Spirit or Breath, Ghost or Wind?
At lunch today I started reading “Voicing the Vision” by Linda L. Clader, and I had an interesting insight. My insight didn’t have much at all to do with her topic of homiletics, but I mention her book on principle since I like to give authors credit in all circumstances.
Anyway…. The sentence that kicked off my insight was this: “And the Spirit acts and moves and energizes on its own, in ways that…..”
I’ve lately been thinking a lot about the Holy Spirit, in particular the mis-translation of the Latin word “spiritus” as “spirit.” Both the Greek word “pneuma” and the Latin word “spiritus” mean “breath” or “wind” or “a moving force”. The Latin word for “ghost” is “larva” and the Greek word for it is “fantasma.” The original Hebrew word for God’s Holy Spirit is “ruach.” One of the Jewish Names-of-God is “Ruach HaKodesh” which literally means “wind (or “breath”) of the Holy One.
So, this unexpectedly popped into my head: In meditation we often focus on the breath.

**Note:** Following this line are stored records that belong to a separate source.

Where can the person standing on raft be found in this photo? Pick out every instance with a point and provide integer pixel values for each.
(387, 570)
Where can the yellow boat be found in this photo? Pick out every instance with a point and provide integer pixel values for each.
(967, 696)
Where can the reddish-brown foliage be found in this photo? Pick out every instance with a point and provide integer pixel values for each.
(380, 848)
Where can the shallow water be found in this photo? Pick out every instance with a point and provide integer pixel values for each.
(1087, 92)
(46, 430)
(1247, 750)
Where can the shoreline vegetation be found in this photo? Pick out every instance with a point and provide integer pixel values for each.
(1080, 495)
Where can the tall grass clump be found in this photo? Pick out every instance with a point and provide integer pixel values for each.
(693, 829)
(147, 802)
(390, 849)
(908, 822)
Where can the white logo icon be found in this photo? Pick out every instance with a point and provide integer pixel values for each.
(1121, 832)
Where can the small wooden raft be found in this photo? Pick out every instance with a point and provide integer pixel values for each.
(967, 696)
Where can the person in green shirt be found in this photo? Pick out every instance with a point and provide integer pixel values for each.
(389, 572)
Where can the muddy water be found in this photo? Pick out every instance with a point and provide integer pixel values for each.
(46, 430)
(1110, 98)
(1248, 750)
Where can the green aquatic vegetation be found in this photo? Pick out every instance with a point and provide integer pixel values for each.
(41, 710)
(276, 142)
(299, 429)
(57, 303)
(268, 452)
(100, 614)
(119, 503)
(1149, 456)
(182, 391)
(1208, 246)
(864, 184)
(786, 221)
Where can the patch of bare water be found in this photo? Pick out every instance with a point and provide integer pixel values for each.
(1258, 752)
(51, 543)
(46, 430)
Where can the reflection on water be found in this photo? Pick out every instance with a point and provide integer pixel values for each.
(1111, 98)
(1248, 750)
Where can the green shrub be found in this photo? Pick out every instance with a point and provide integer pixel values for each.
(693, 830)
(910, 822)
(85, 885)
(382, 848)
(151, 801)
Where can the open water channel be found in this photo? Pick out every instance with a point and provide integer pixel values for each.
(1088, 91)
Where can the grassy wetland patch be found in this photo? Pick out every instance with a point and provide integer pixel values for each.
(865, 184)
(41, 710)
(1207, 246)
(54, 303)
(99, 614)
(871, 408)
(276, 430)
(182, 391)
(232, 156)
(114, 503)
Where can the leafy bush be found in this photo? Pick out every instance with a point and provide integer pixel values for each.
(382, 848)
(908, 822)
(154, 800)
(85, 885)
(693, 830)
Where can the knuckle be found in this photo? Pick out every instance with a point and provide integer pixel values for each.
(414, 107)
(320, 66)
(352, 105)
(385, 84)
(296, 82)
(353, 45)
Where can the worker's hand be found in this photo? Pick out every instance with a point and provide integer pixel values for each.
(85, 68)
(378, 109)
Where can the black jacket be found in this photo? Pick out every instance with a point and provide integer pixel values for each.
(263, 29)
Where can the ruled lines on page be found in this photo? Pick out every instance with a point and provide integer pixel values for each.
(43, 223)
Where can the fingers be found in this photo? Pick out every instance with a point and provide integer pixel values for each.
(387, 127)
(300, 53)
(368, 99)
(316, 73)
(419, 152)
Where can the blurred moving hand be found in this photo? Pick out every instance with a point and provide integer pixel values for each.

Suddenly, I realized that the breath that moves through me is also God’s breath. It shook me, and I sat up and inhaled, the way you do when you have a moment like that…. and then I laughed, because that inhale was also breath.
At that moment, I imagined sitting on my cushion and experiencing my breath and God’s breath as one and the same thing. It stopped me cold, and I wish I could explain how profound and noumenal that suspended moment was, as it expanded in and through me.
God is the life-breath of all Creation.
It’s the wind off of the hilltops on an autumn day—
of vivid sun, and of trees all the colors of flame.
It’s a silent breeze on a hot night—
of distant crickets, whose creaking barely shakes the air.
It’s a warmth lying next to me in the dark—
of my dog whuffling and twitching in her sleep.
It’s a long, strong upswell and slow drop—
of the Source breathing through all beings, all on its own.
It’s the Great Wide, opening on every side—
of me; of you; of All That Is, Seen and Unseen.